Selective Vulnerability to Pyrimidine Starvation in Hematologic Malignancies Revealed by AG-636, a Novel Clinical-Stage Inhibitor of Dihydroorotate Dehydrogenase

Mol Cancer Ther 2020 Dec;19(12):2502-2515.PMID:33082276DOI:10.1158/1535-7163.MCT-20-0550

Agents targeting metabolic pathways form the backbone of standard oncology treatments, though a better understanding of differential metabolic dependencies could instruct more rationale-based therapeutic approaches.
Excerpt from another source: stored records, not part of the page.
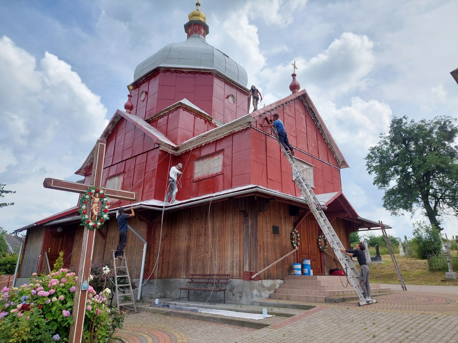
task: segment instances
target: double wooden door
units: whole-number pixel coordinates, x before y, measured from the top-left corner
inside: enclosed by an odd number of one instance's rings
[[[323,274],[322,254],[318,247],[317,239],[321,230],[315,219],[307,216],[297,228],[300,244],[297,255],[298,263],[302,263],[303,258],[310,260],[313,274]]]

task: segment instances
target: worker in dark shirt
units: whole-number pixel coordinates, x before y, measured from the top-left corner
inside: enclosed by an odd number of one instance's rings
[[[360,242],[356,244],[356,248],[354,250],[349,249],[341,248],[340,251],[351,257],[358,259],[360,264],[360,285],[363,289],[363,296],[366,301],[372,300],[371,297],[371,285],[369,284],[369,268],[366,263],[366,255],[364,251],[366,247],[364,244]]]
[[[116,219],[119,226],[119,244],[116,248],[116,252],[114,253],[114,258],[116,259],[122,259],[122,251],[127,244],[127,220],[135,215],[133,207],[131,208],[131,212],[130,214],[124,213],[123,207],[120,207],[118,209]]]

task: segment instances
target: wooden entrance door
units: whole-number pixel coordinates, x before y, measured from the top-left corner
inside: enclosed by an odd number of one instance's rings
[[[49,260],[49,267],[52,270],[54,263],[59,257],[59,253],[61,251],[65,251],[67,243],[66,237],[63,232],[51,231],[49,232],[49,242],[47,251],[48,258]]]
[[[297,228],[300,238],[298,263],[302,263],[303,258],[310,259],[313,275],[323,274],[322,256],[317,244],[320,229],[313,217],[308,216]]]

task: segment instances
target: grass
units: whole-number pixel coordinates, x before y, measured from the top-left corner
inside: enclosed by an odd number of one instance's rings
[[[456,252],[453,252],[454,255]],[[427,260],[419,260],[413,257],[396,256],[396,261],[406,284],[458,286],[458,281],[445,279],[444,272],[430,272]],[[389,255],[382,255],[383,263],[371,263],[371,282],[374,284],[398,284],[399,280]],[[357,263],[355,263],[358,264]]]

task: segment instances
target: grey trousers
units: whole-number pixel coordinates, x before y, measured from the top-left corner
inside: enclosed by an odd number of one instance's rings
[[[371,285],[369,284],[369,268],[366,264],[360,267],[360,285],[363,289],[363,295],[365,298],[371,296]]]

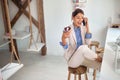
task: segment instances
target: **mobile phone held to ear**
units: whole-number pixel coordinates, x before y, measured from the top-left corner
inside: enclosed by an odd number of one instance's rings
[[[70,29],[71,29],[71,27],[67,26],[67,27],[64,28],[63,32],[68,32]]]
[[[85,20],[83,19],[83,26],[86,26],[86,22],[85,22]]]

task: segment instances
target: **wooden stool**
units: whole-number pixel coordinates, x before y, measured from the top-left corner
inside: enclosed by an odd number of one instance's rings
[[[103,47],[97,48],[97,49],[96,49],[96,53],[97,53],[97,54],[102,54],[102,55],[100,55],[100,56],[103,57],[104,48],[103,48]],[[100,69],[99,69],[99,71],[100,71]],[[96,69],[94,69],[94,71],[93,71],[93,80],[96,80]]]
[[[74,74],[74,80],[76,80],[76,75],[78,75],[78,80],[81,80],[82,74],[85,74],[85,80],[88,80],[87,67],[83,65],[80,65],[77,68],[68,67],[68,80],[70,80],[71,74]]]

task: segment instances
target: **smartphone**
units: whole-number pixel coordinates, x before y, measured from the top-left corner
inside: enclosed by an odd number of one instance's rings
[[[83,26],[86,26],[86,22],[85,22],[85,20],[83,19]]]
[[[68,32],[70,29],[71,29],[71,27],[67,26],[67,27],[64,28],[63,32]]]

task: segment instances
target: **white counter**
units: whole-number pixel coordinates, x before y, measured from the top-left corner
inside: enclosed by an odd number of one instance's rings
[[[108,28],[99,80],[120,80],[120,73],[115,72],[115,51],[108,44],[115,42],[119,35],[120,29]]]

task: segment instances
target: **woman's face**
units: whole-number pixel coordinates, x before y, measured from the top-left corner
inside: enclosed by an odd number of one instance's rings
[[[80,27],[80,25],[83,21],[83,17],[84,17],[84,15],[81,13],[78,13],[75,17],[72,17],[74,26]]]

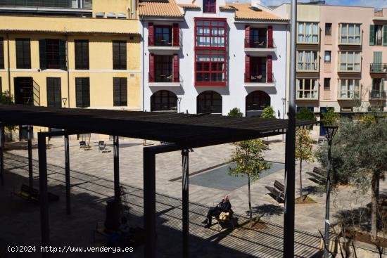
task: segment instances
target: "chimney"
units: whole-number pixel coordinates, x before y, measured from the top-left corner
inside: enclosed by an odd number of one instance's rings
[[[251,6],[253,7],[260,7],[258,6],[261,5],[260,0],[251,0]]]

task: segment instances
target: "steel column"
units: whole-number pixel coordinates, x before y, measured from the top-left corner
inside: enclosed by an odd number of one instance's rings
[[[40,226],[42,233],[42,246],[50,245],[50,232],[49,226],[49,200],[47,196],[47,156],[46,134],[38,133],[39,154],[39,181],[40,200]],[[49,257],[49,252],[42,252],[42,257]]]
[[[27,138],[28,138],[28,179],[30,191],[32,193],[34,188],[34,169],[32,167],[32,127],[28,125]]]
[[[4,126],[0,122],[0,181],[4,185]]]
[[[286,176],[284,208],[284,257],[294,257],[294,198],[296,166],[296,56],[297,0],[291,0],[288,125],[286,131]]]
[[[156,257],[156,154],[152,149],[144,148],[144,226],[146,243],[145,258]]]
[[[183,258],[189,257],[189,153],[188,149],[182,150],[183,167]]]
[[[65,178],[66,184],[66,214],[71,214],[71,190],[70,182],[70,145],[68,134],[65,135]]]
[[[119,143],[118,136],[114,136],[113,153],[114,153],[114,200],[115,204],[120,203],[120,157],[118,155]]]

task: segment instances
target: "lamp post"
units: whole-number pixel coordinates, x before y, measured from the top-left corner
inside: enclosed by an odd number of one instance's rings
[[[331,149],[332,148],[332,140],[338,129],[336,125],[324,127],[325,137],[328,140],[328,169],[326,171],[326,201],[325,203],[325,235],[324,237],[325,247],[324,248],[324,258],[328,258],[329,254],[329,202],[331,195],[330,172],[331,172]]]

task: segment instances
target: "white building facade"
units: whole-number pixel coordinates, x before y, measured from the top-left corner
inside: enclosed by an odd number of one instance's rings
[[[284,117],[288,21],[224,0],[140,3],[142,109]]]

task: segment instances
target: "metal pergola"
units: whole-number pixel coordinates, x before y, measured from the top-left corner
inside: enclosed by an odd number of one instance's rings
[[[297,121],[298,127],[308,127],[314,121]],[[258,117],[230,117],[220,115],[184,113],[119,111],[95,109],[0,105],[0,179],[4,183],[4,126],[28,125],[30,187],[32,187],[31,126],[58,128],[63,131],[39,132],[39,176],[41,208],[42,245],[50,244],[47,198],[47,160],[46,138],[65,136],[66,212],[70,213],[70,157],[68,136],[95,133],[113,136],[115,199],[119,198],[120,171],[118,137],[129,137],[170,143],[144,147],[144,226],[146,232],[144,257],[156,257],[156,156],[181,150],[182,156],[182,257],[189,255],[189,150],[266,136],[286,134],[288,120]],[[289,141],[286,141],[286,157]],[[287,171],[286,166],[285,169]],[[286,173],[284,221],[294,221],[294,169]],[[293,191],[293,194],[291,193]],[[288,196],[289,197],[288,198]],[[293,197],[292,197],[293,196]],[[284,225],[284,239],[293,236],[294,223]],[[284,246],[294,243],[284,243]],[[42,252],[43,257],[49,253]],[[288,257],[286,253],[284,257]]]

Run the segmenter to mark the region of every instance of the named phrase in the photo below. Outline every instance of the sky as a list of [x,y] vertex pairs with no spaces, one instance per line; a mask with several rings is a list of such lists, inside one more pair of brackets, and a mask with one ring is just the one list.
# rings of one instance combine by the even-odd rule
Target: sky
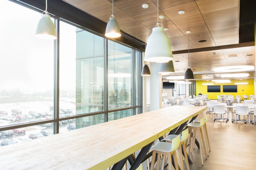
[[[53,90],[54,41],[35,36],[41,14],[7,0],[0,6],[0,91]],[[74,90],[76,29],[61,23],[60,88]]]

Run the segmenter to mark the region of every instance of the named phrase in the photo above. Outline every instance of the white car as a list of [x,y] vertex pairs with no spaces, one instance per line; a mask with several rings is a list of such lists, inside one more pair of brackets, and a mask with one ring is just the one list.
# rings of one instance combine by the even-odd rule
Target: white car
[[6,120],[8,120],[8,121],[11,121],[12,122],[14,122],[15,121],[16,121],[16,120],[17,120],[17,118],[16,117],[16,116],[8,116]]
[[0,119],[3,119],[4,120],[7,120],[7,118],[9,116],[8,115],[4,115],[0,116]]

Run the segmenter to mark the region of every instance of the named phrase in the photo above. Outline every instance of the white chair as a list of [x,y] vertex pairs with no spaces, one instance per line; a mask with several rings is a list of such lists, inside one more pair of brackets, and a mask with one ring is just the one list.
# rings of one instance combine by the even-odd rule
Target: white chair
[[[256,110],[256,107],[254,107],[254,110],[255,111]],[[254,126],[254,124],[255,124],[255,119],[254,118],[254,117],[255,117],[255,116],[256,116],[256,112],[254,112],[254,114],[253,114],[253,122],[252,123],[252,124],[253,124],[253,126]]]
[[183,104],[184,106],[190,106],[190,100],[189,99],[184,100],[183,101]]
[[[167,157],[167,161],[169,169],[171,169],[171,167],[172,167],[172,155],[173,154],[175,169],[179,169],[177,157],[176,155],[176,150],[178,149],[180,145],[180,136],[178,135],[177,137],[172,139],[171,143],[167,142],[159,142],[151,147],[151,149],[153,149],[153,151],[152,154],[152,160],[151,161],[150,170],[154,169],[156,155],[157,154],[157,166],[156,168],[157,170],[160,169],[160,158],[161,154],[162,154],[163,155],[163,158],[165,158],[166,156]],[[164,160],[163,160],[162,166],[162,169],[163,169],[164,167],[165,162],[165,160],[164,161]]]
[[233,107],[232,111],[232,119],[231,119],[231,121],[232,123],[235,120],[234,116],[234,114],[235,114],[236,113],[236,106],[243,106],[242,103],[234,103],[233,104],[233,107]]
[[236,124],[237,122],[237,116],[238,116],[239,121],[243,122],[245,124],[246,123],[246,120],[241,120],[240,119],[240,116],[247,116],[247,119],[249,126],[250,126],[250,116],[249,116],[249,111],[248,109],[248,106],[236,106]]
[[[226,115],[226,113],[227,113],[228,117],[229,112],[225,110],[225,105],[222,103],[219,103],[218,105],[214,105],[214,112],[213,112],[213,122],[215,122],[216,120],[223,120],[226,122],[226,123],[228,122],[228,119],[227,118]],[[214,118],[214,114],[219,115],[219,118]],[[222,118],[222,116],[225,116],[225,118]]]
[[[161,140],[165,140],[167,142],[172,142],[173,139],[178,136],[179,135],[177,134],[170,134],[166,137]],[[180,152],[180,158],[181,162],[182,163],[182,168],[181,168],[182,170],[184,169],[182,147],[183,149],[183,150],[184,152],[184,157],[185,158],[185,162],[186,165],[187,165],[187,168],[188,170],[189,170],[190,169],[189,168],[189,164],[188,163],[188,155],[187,155],[187,147],[185,144],[185,141],[186,141],[186,140],[187,140],[187,139],[188,138],[188,128],[187,128],[182,131],[181,136],[180,136],[180,146],[179,147],[179,150]],[[163,158],[163,161],[165,162],[165,158]]]
[[207,110],[206,114],[211,112],[213,112],[213,108],[214,107],[214,101],[208,101],[207,102]]

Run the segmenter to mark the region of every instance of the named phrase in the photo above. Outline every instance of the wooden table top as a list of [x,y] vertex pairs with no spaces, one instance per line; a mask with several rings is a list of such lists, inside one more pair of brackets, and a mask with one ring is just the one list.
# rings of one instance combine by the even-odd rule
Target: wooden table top
[[1,147],[1,169],[104,169],[187,121],[205,106],[175,106]]

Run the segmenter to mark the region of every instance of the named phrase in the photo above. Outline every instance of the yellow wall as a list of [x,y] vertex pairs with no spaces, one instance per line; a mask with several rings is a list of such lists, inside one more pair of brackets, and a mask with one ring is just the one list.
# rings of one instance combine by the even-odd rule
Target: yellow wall
[[[241,97],[241,99],[242,99],[243,95],[254,95],[254,82],[253,80],[246,80],[246,82],[248,82],[248,84],[235,84],[235,83],[240,83],[241,82],[245,82],[245,80],[231,80],[231,83],[216,83],[211,81],[197,81],[196,82],[196,95],[197,95],[199,92],[201,92],[202,94],[207,94],[208,96],[210,96],[210,99],[217,99],[217,95],[232,95],[235,97],[236,95],[239,95]],[[220,85],[220,92],[207,92],[207,85],[202,85],[203,83],[213,83],[214,84],[210,85]],[[223,93],[223,85],[237,85],[237,93]]]

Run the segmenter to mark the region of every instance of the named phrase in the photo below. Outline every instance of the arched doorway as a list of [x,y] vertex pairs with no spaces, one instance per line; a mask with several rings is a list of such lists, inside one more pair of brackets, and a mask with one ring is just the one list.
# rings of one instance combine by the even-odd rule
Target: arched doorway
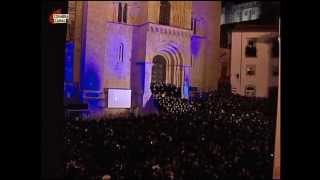
[[166,60],[163,56],[157,55],[152,60],[152,82],[164,82],[166,81]]

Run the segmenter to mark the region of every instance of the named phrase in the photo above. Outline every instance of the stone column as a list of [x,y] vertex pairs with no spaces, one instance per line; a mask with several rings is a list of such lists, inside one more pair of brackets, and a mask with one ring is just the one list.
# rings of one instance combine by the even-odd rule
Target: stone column
[[143,108],[146,106],[147,102],[151,97],[151,75],[152,75],[152,62],[144,63],[144,85],[143,85],[143,100],[142,106]]
[[[280,33],[280,19],[279,19]],[[277,103],[277,119],[276,119],[276,135],[274,148],[274,164],[273,164],[273,179],[280,179],[280,157],[281,157],[281,38],[279,37],[279,80],[278,80],[278,103]]]
[[190,86],[190,67],[183,67],[183,84],[182,84],[182,97],[189,99],[189,86]]

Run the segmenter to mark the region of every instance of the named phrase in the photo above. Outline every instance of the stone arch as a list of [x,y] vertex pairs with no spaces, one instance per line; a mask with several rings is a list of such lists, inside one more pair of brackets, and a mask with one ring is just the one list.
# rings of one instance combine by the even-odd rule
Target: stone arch
[[183,84],[183,56],[180,48],[173,42],[159,44],[152,57],[163,55],[167,62],[166,83],[181,87]]

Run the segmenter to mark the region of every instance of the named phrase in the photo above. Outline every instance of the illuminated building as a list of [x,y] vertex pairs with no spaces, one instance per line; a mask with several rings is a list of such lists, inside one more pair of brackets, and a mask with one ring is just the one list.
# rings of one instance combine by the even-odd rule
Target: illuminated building
[[151,81],[181,87],[183,97],[186,86],[214,90],[220,11],[221,2],[70,1],[68,84],[99,109],[106,107],[109,88],[131,89],[132,106],[144,108]]

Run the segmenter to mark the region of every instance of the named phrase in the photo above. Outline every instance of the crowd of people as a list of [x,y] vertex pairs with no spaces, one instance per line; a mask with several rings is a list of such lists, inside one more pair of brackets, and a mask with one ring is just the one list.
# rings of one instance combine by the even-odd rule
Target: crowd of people
[[274,119],[267,99],[213,91],[180,98],[152,84],[159,114],[67,121],[66,179],[271,179]]

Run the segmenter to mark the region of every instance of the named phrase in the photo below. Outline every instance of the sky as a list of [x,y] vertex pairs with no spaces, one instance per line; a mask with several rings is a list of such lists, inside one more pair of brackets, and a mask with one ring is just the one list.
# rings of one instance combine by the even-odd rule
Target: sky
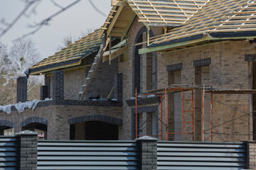
[[[12,22],[24,8],[25,1],[28,0],[0,0],[0,21],[4,18],[6,23]],[[29,15],[32,10],[27,11],[26,16],[22,16],[6,34],[0,38],[0,41],[11,47],[14,40],[33,30],[28,26],[39,23],[60,10],[53,1],[65,7],[75,1],[41,0],[37,4],[36,13]],[[111,9],[111,0],[91,1],[102,13],[105,14],[105,16],[92,7],[89,0],[81,0],[53,18],[48,26],[44,26],[35,34],[30,35],[41,55],[41,58],[46,58],[54,55],[57,52],[57,47],[63,45],[62,41],[65,36],[71,34],[78,37],[82,31],[86,32],[89,29],[100,28],[103,25]],[[1,29],[4,28],[4,25],[0,23],[0,33]]]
We performed a chemical biology screen that revealed a strong enrichment in sensitivity to a novel dihydroorotate dehydrogenase (DHODH) inhibitor, AG-636, in cancer cell lines of hematologic versus solid tumor origin. Differential AG-636 activity translated to the in vivo setting, with complete tumor regression observed in a lymphoma model. Dissection of the relationship between uridine availability and response to AG-636 revealed a divergent ability of lymphoma and solid tumor cell lines to survive and grow in the setting of depleted extracellular uridine and DHODH inhibition. Metabolic characterization paired with unbiased functional genomic and proteomic screens pointed to adaptive mechanisms to cope with nucleotide stress as contributing to response to AG-636. These findings support targeting of DHODH in lymphoma and other hematologic malignancies and suggest combination strategies aimed at interfering with DNA-damage response pathways.